Conjunctions & Occultations of Venus

Due to its position in the Solar System as an inner planet, Venus frequently appears in conjunction with other planets in the night sky, mainly due to its proximity to the ecliptic plane. Occasionally, these are close conjunctions where both Venus and another planet will fit in the same telescopic field of view. On February 22nd, 2024, low in the pre-dawn sky, one of these conjunctions occurs with Mars; they will appear a little less than a degree apart and in the same medium- to low-power field with a telescope. On March 21st, it passes a similar distance from Saturn but is still quite hard to spot. On April 3rd, higher in the morning sky, an even closer encounter occurs with Neptune, though spotting the latter will be difficult. The next interesting conjunction will be on August 12, 2025, when Venus approaches to within about 1 degree of Jupiter in the morning sky.

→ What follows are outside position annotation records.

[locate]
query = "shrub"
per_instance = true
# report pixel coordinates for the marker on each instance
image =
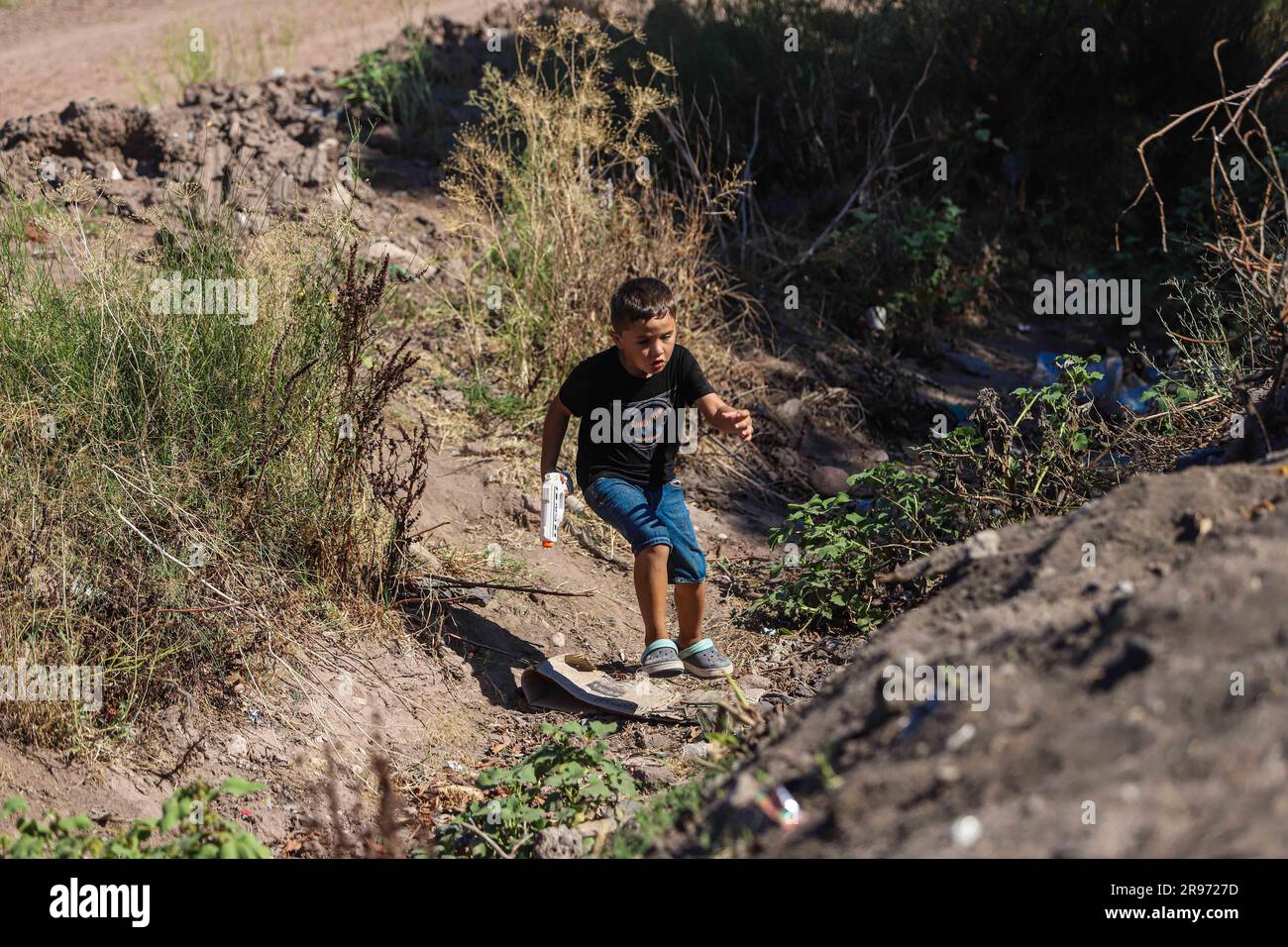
(188, 813)
(161, 470)
(1004, 470)
(555, 202)
(567, 781)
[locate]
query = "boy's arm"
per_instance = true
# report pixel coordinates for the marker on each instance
(552, 434)
(722, 418)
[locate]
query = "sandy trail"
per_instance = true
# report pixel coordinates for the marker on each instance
(56, 51)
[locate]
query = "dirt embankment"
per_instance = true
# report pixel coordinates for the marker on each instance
(1136, 706)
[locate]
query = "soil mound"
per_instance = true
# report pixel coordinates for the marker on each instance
(1136, 706)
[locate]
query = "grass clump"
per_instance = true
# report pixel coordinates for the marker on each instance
(187, 817)
(171, 474)
(567, 781)
(557, 201)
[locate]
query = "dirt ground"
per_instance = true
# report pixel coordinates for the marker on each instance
(56, 51)
(441, 698)
(1137, 707)
(1109, 684)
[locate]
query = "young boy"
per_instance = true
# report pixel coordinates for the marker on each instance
(634, 402)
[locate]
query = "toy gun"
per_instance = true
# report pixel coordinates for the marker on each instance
(554, 488)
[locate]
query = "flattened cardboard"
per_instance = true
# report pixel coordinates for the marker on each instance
(574, 684)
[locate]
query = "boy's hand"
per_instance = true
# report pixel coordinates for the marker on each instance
(734, 421)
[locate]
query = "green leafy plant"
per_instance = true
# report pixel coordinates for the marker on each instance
(1003, 470)
(187, 817)
(570, 780)
(845, 543)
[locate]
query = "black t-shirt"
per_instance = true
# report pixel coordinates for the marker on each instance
(632, 427)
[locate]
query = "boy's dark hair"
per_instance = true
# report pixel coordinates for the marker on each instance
(640, 299)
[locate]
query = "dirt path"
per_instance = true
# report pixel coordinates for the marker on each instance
(56, 51)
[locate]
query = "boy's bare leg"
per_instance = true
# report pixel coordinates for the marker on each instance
(651, 590)
(691, 605)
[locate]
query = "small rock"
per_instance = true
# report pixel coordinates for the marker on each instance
(696, 751)
(791, 412)
(377, 249)
(828, 480)
(966, 831)
(423, 557)
(970, 365)
(961, 737)
(655, 777)
(558, 841)
(984, 544)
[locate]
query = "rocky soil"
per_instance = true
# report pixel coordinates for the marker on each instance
(1136, 706)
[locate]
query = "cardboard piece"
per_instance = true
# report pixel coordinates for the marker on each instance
(574, 684)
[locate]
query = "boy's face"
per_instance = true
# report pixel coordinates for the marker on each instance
(645, 347)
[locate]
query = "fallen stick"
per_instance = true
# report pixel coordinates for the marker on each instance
(462, 582)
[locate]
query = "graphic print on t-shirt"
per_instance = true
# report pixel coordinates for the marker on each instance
(644, 424)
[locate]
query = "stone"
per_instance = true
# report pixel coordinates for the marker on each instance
(791, 412)
(828, 480)
(558, 841)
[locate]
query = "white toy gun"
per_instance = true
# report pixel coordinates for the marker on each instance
(554, 488)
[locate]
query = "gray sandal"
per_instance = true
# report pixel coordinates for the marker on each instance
(703, 660)
(661, 659)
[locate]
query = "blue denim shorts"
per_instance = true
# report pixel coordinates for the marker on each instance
(652, 517)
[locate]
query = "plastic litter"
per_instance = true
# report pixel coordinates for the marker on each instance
(781, 806)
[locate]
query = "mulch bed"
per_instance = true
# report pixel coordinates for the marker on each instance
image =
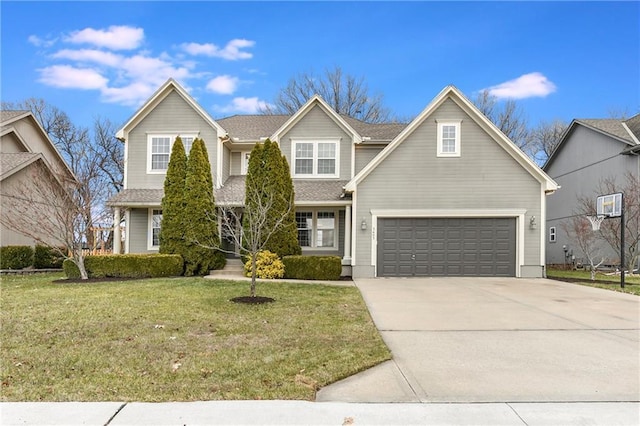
(257, 300)
(93, 280)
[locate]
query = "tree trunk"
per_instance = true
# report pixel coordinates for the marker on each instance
(253, 274)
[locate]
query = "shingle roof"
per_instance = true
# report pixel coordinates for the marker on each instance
(8, 114)
(254, 127)
(136, 197)
(316, 191)
(609, 125)
(11, 161)
(634, 125)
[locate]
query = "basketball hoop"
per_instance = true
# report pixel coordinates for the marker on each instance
(596, 221)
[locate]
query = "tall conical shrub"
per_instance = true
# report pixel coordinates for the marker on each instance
(199, 218)
(172, 231)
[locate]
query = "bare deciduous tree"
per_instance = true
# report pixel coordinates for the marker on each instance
(508, 117)
(345, 93)
(580, 232)
(51, 212)
(546, 137)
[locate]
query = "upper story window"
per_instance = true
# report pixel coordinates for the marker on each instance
(449, 138)
(315, 158)
(159, 150)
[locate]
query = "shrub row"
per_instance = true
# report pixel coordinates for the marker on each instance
(312, 267)
(20, 257)
(128, 266)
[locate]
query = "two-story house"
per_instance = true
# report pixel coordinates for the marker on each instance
(589, 152)
(447, 194)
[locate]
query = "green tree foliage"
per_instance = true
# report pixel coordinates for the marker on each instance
(199, 215)
(172, 233)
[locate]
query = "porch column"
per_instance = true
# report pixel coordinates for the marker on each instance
(116, 231)
(347, 236)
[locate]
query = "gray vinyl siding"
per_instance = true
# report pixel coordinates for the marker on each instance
(226, 163)
(341, 228)
(585, 159)
(412, 177)
(139, 230)
(318, 124)
(364, 155)
(173, 115)
(236, 163)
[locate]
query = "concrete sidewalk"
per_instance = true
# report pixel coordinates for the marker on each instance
(314, 413)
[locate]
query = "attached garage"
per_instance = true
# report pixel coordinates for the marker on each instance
(421, 247)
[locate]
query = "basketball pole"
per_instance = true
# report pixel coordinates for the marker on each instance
(622, 226)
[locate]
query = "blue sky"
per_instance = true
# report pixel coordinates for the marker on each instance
(558, 59)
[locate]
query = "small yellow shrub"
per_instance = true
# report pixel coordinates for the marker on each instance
(268, 266)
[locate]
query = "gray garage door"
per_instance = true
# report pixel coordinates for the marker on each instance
(446, 247)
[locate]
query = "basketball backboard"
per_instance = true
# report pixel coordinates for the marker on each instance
(609, 205)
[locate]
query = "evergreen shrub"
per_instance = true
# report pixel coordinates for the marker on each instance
(312, 267)
(16, 257)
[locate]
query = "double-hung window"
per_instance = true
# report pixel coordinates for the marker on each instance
(159, 149)
(317, 229)
(315, 158)
(155, 225)
(449, 138)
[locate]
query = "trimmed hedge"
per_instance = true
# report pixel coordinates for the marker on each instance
(312, 267)
(128, 266)
(16, 257)
(47, 258)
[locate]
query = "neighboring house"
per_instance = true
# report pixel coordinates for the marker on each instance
(590, 151)
(447, 194)
(25, 145)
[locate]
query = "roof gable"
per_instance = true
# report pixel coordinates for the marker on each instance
(160, 94)
(9, 117)
(316, 100)
(450, 92)
(615, 129)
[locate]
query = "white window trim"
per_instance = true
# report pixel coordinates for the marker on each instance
(441, 124)
(244, 166)
(315, 142)
(314, 229)
(172, 138)
(150, 245)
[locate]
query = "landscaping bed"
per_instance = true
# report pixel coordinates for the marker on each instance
(178, 339)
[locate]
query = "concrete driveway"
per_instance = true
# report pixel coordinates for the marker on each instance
(498, 340)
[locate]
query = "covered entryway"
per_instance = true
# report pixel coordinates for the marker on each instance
(420, 247)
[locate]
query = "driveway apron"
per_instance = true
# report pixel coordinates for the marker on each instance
(498, 340)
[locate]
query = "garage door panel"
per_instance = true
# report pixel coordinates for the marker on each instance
(446, 246)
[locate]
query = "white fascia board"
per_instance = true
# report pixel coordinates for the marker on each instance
(316, 99)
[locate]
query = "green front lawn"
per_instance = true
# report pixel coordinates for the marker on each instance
(178, 339)
(603, 280)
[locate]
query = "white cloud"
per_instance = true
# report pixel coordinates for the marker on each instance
(223, 84)
(131, 95)
(534, 84)
(116, 37)
(68, 77)
(232, 51)
(41, 42)
(243, 105)
(90, 55)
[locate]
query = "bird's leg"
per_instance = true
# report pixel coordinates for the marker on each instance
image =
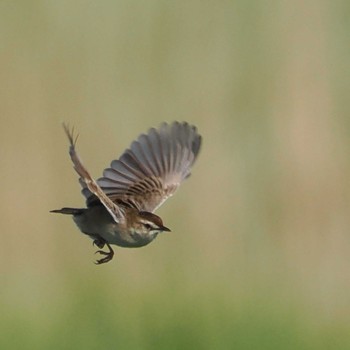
(108, 255)
(99, 242)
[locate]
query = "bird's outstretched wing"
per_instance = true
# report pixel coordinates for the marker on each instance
(152, 169)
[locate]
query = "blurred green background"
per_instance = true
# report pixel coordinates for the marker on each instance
(259, 255)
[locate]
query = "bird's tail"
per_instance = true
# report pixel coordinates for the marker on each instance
(69, 211)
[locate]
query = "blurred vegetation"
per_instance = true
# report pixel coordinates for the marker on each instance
(259, 254)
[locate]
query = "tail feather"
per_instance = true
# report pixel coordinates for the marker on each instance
(69, 211)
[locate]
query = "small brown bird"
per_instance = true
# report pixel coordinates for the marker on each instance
(120, 204)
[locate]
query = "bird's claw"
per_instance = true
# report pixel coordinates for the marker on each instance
(108, 255)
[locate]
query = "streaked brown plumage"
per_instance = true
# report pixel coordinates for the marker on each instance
(120, 204)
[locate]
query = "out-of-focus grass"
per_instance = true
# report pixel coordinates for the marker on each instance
(259, 253)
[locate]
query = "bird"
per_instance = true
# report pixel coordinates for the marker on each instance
(120, 205)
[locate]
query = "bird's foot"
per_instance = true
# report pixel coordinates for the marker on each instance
(99, 242)
(108, 255)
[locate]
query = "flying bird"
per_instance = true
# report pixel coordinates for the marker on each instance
(121, 204)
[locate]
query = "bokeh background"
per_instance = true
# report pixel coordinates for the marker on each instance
(259, 256)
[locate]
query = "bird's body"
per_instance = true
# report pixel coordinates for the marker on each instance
(120, 204)
(96, 219)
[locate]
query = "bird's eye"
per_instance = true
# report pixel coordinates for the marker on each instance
(148, 226)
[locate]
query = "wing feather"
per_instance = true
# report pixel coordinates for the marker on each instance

Venus also partakes in lunar occultations and conjunctions quite frequently, where the planet appears very close to our Moon or is blocked by it altogether in an occultation. These events are always a treat to observe due to Venus’ bright and shining presence in the sky along with the phases of both participants. Two particularly close approaches between the two occur in 2024, resulting in an occultation for some observers. On April 7, 2024, the Moon will appear to occult Venus low in the pre-dawn sky throughout North America; the second approach on September 5 will only result in an occultation in Antarctica.

Transits of Venus

One of the rarest predictable astronomical phenomena is the transit of Venus. This event occurs when Venus, from our perspective on Earth, passes directly across the face of the Sun, appearing as a small black disc moving across the Sun’s bright surface. These transits occur in pairs eight years apart, separated by long intervals of over a century. The last pair of transits occurred in 2004 and 2012, and the next pair won’t happen until 2117 and 2125. These transits have been historically important in measuring the scale of the Solar System as well as studying Venus itself.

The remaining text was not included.